Fundado em 1908, foi construído por Armando Boni, oriundo de Parma (Boni, morto em 45, tem um túmulo no local). Mestre do concreto armado, Boni trouxe da Europa o modelo de galerias, projeto pelo qual seria o precursor, no Brasil, a partir de 1930.

Nos mausoléus do São Miguel, a estatuária ganha extrema plasticidade, com anjos, mulheres, querubins, anjos femininos cobertos por mantos diáfanos, tornozelos, pés à mostra e silhuetas de seios, crianças que choram consoladas por madonas inconsoláveis a prantear eternamente por seus mortos, como num eterno carpir que comove a qualquer futuro passante, num amálgama de sensualidade e contrição, escatologia e poesia.

A partir dos anos 30, Boni expandiu o formato de galerias, evoluindo na direção inversa à santa Casa; esta subia a Oscar Pereira, enquando aquela descia, até onde hoje ficam as capelas, a cafeteria e a entrada principal. Hoje, círios de 100w velam os mortos ao som de colherinhas nas xícaras de café...

Da década de 40 em diante, esse paradigma de exuberância entrou em desuso, à medida em que os valores mudavam. A filosofia da arte se rendeu à praticidade e aos princípios religiosos mais elementares: segundo Gicelda Weber, algumas religiões preferiram um estilo mais sóbrio e pastoral, em sintonia com a natureza, como no cado dos cemitérios-parque. Outros, por sua vez, optaram por entronizar o modelo de galerias, como é o caso do João XXIII, situado na descida do morro da Oscar Pereira, nos limites da Azenha com a Glória.

Quando todos voltávamos para o Centro, no Carris (o passeio acabou cinco para o meio-dia), me lembrando da estátua do Pinheiro Machado ganhando uma coroa de flores de uma criança, me lembrei de outra citação, dessa vez do Tio Bicho, personagem do Erico Verissimo (que está sepultado no São Miguel, embora não tivesse tempo de vê-lo), no O Arquipélago, última parte de O Tempo e o Vento: "a morte é uma preocupação exclusiva dos vivos".

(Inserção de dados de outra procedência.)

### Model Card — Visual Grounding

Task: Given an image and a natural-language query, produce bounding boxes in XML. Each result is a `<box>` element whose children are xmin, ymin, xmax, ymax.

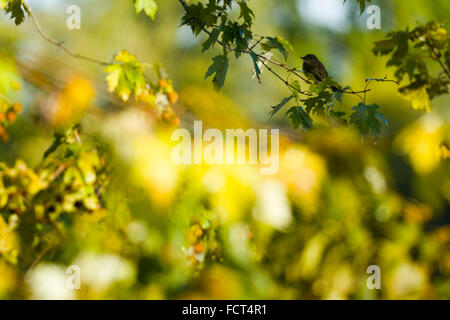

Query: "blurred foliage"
<box><xmin>0</xmin><ymin>0</ymin><xmax>450</xmax><ymax>299</ymax></box>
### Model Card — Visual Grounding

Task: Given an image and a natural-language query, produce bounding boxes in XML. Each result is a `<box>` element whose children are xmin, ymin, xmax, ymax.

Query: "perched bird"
<box><xmin>301</xmin><ymin>54</ymin><xmax>328</xmax><ymax>84</ymax></box>
<box><xmin>300</xmin><ymin>54</ymin><xmax>343</xmax><ymax>92</ymax></box>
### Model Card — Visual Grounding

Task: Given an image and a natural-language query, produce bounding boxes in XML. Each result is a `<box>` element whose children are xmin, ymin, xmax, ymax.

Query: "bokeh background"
<box><xmin>0</xmin><ymin>0</ymin><xmax>450</xmax><ymax>299</ymax></box>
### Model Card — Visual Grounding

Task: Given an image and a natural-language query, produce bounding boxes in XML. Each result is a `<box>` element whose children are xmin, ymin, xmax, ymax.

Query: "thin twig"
<box><xmin>22</xmin><ymin>0</ymin><xmax>110</xmax><ymax>66</ymax></box>
<box><xmin>179</xmin><ymin>0</ymin><xmax>370</xmax><ymax>98</ymax></box>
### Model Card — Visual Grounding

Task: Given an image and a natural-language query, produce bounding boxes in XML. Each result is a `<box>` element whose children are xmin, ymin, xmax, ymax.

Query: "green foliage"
<box><xmin>0</xmin><ymin>0</ymin><xmax>450</xmax><ymax>299</ymax></box>
<box><xmin>350</xmin><ymin>103</ymin><xmax>388</xmax><ymax>135</ymax></box>
<box><xmin>134</xmin><ymin>0</ymin><xmax>158</xmax><ymax>20</ymax></box>
<box><xmin>373</xmin><ymin>21</ymin><xmax>450</xmax><ymax>110</ymax></box>
<box><xmin>286</xmin><ymin>107</ymin><xmax>313</xmax><ymax>130</ymax></box>
<box><xmin>205</xmin><ymin>55</ymin><xmax>228</xmax><ymax>89</ymax></box>
<box><xmin>344</xmin><ymin>0</ymin><xmax>371</xmax><ymax>14</ymax></box>
<box><xmin>261</xmin><ymin>36</ymin><xmax>294</xmax><ymax>61</ymax></box>
<box><xmin>105</xmin><ymin>50</ymin><xmax>178</xmax><ymax>112</ymax></box>
<box><xmin>0</xmin><ymin>127</ymin><xmax>108</xmax><ymax>268</ymax></box>
<box><xmin>2</xmin><ymin>0</ymin><xmax>29</xmax><ymax>25</ymax></box>
<box><xmin>105</xmin><ymin>51</ymin><xmax>146</xmax><ymax>101</ymax></box>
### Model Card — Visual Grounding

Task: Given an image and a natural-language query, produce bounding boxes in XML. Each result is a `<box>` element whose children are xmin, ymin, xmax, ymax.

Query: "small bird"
<box><xmin>300</xmin><ymin>54</ymin><xmax>328</xmax><ymax>84</ymax></box>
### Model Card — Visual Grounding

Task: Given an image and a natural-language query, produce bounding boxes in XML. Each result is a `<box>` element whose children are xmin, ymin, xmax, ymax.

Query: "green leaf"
<box><xmin>350</xmin><ymin>102</ymin><xmax>388</xmax><ymax>135</ymax></box>
<box><xmin>344</xmin><ymin>0</ymin><xmax>371</xmax><ymax>15</ymax></box>
<box><xmin>202</xmin><ymin>28</ymin><xmax>220</xmax><ymax>52</ymax></box>
<box><xmin>261</xmin><ymin>37</ymin><xmax>294</xmax><ymax>60</ymax></box>
<box><xmin>134</xmin><ymin>0</ymin><xmax>158</xmax><ymax>20</ymax></box>
<box><xmin>250</xmin><ymin>51</ymin><xmax>261</xmax><ymax>82</ymax></box>
<box><xmin>205</xmin><ymin>55</ymin><xmax>228</xmax><ymax>90</ymax></box>
<box><xmin>2</xmin><ymin>0</ymin><xmax>29</xmax><ymax>25</ymax></box>
<box><xmin>399</xmin><ymin>82</ymin><xmax>431</xmax><ymax>111</ymax></box>
<box><xmin>286</xmin><ymin>107</ymin><xmax>313</xmax><ymax>130</ymax></box>
<box><xmin>105</xmin><ymin>50</ymin><xmax>146</xmax><ymax>102</ymax></box>
<box><xmin>269</xmin><ymin>95</ymin><xmax>294</xmax><ymax>118</ymax></box>
<box><xmin>239</xmin><ymin>0</ymin><xmax>255</xmax><ymax>27</ymax></box>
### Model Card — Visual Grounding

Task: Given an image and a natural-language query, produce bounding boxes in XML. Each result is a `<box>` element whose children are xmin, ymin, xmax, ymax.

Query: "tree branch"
<box><xmin>23</xmin><ymin>0</ymin><xmax>110</xmax><ymax>66</ymax></box>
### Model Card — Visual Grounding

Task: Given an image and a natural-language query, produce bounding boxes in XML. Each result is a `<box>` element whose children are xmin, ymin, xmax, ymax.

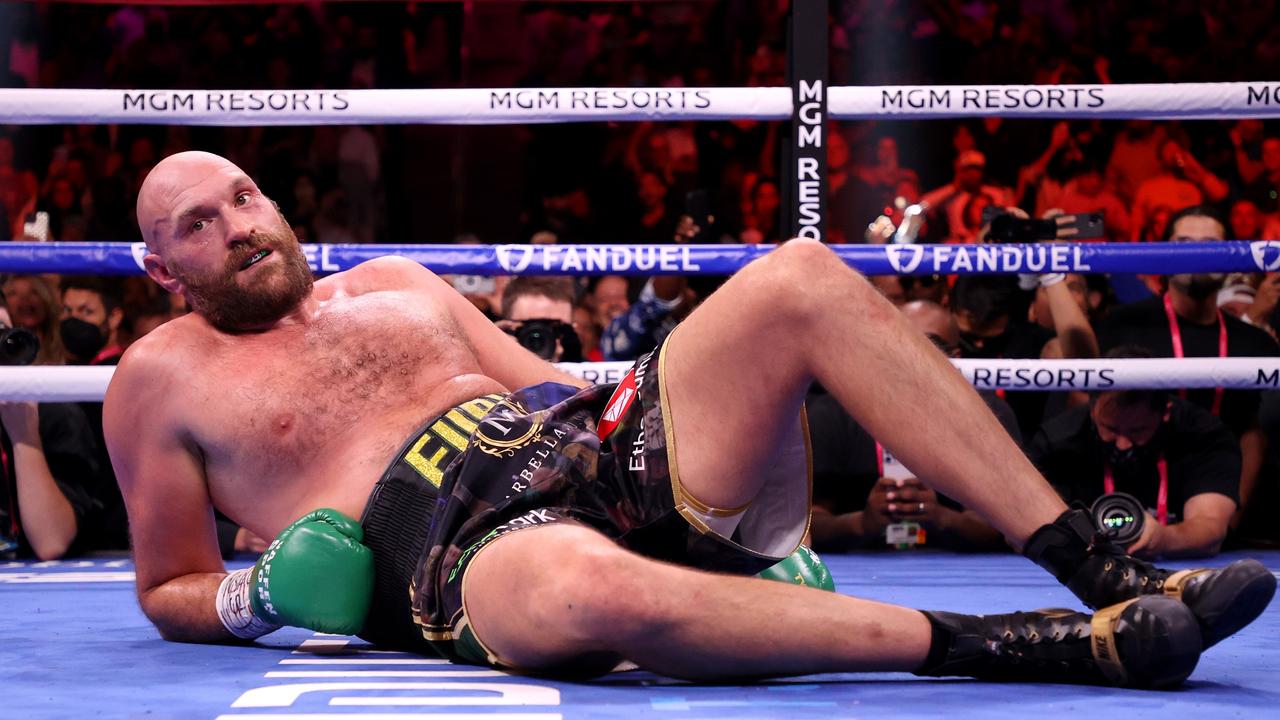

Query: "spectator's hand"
<box><xmin>236</xmin><ymin>528</ymin><xmax>271</xmax><ymax>555</ymax></box>
<box><xmin>863</xmin><ymin>478</ymin><xmax>897</xmax><ymax>539</ymax></box>
<box><xmin>1129</xmin><ymin>512</ymin><xmax>1161</xmax><ymax>560</ymax></box>
<box><xmin>676</xmin><ymin>215</ymin><xmax>716</xmax><ymax>245</ymax></box>
<box><xmin>1244</xmin><ymin>273</ymin><xmax>1280</xmax><ymax>322</ymax></box>
<box><xmin>974</xmin><ymin>206</ymin><xmax>1030</xmax><ymax>245</ymax></box>
<box><xmin>0</xmin><ymin>400</ymin><xmax>40</xmax><ymax>442</ymax></box>
<box><xmin>888</xmin><ymin>478</ymin><xmax>942</xmax><ymax>530</ymax></box>
<box><xmin>1093</xmin><ymin>55</ymin><xmax>1111</xmax><ymax>85</ymax></box>
<box><xmin>1048</xmin><ymin>120</ymin><xmax>1071</xmax><ymax>150</ymax></box>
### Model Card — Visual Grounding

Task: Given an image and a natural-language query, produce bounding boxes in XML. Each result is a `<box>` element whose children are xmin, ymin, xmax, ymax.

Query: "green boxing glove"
<box><xmin>756</xmin><ymin>544</ymin><xmax>836</xmax><ymax>591</ymax></box>
<box><xmin>218</xmin><ymin>507</ymin><xmax>374</xmax><ymax>639</ymax></box>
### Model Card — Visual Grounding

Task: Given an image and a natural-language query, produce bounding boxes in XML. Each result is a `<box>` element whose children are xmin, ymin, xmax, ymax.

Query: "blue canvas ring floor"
<box><xmin>0</xmin><ymin>551</ymin><xmax>1280</xmax><ymax>720</ymax></box>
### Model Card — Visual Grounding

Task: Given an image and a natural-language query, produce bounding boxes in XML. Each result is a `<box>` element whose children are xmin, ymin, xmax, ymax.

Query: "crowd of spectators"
<box><xmin>0</xmin><ymin>0</ymin><xmax>1280</xmax><ymax>556</ymax></box>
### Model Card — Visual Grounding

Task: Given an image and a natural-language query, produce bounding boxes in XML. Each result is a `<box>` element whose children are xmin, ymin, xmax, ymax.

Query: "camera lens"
<box><xmin>516</xmin><ymin>320</ymin><xmax>556</xmax><ymax>360</ymax></box>
<box><xmin>1092</xmin><ymin>492</ymin><xmax>1147</xmax><ymax>544</ymax></box>
<box><xmin>0</xmin><ymin>328</ymin><xmax>40</xmax><ymax>365</ymax></box>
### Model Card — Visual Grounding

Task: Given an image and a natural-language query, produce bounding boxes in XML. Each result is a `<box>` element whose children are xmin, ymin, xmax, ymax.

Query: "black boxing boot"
<box><xmin>1023</xmin><ymin>509</ymin><xmax>1276</xmax><ymax>648</ymax></box>
<box><xmin>915</xmin><ymin>596</ymin><xmax>1202</xmax><ymax>688</ymax></box>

PS: funcionários do São Miguel à princípio tinham ordens de proibir filmagens e fotos. O pessoal foi salvo por algum telefonema excuso da equipe da TV Record, que nos acompanhou durante o passeio.

PS2: Não pude anotar mais detalhes porque minha caneta emperrou na metade de nossa incursão peripatética.

1 comment:

Leonardo Rossatto Queiroz said...

Pena que seus posts não são mais frequentes. Você escreve absurdamente bem, ótimas histórias.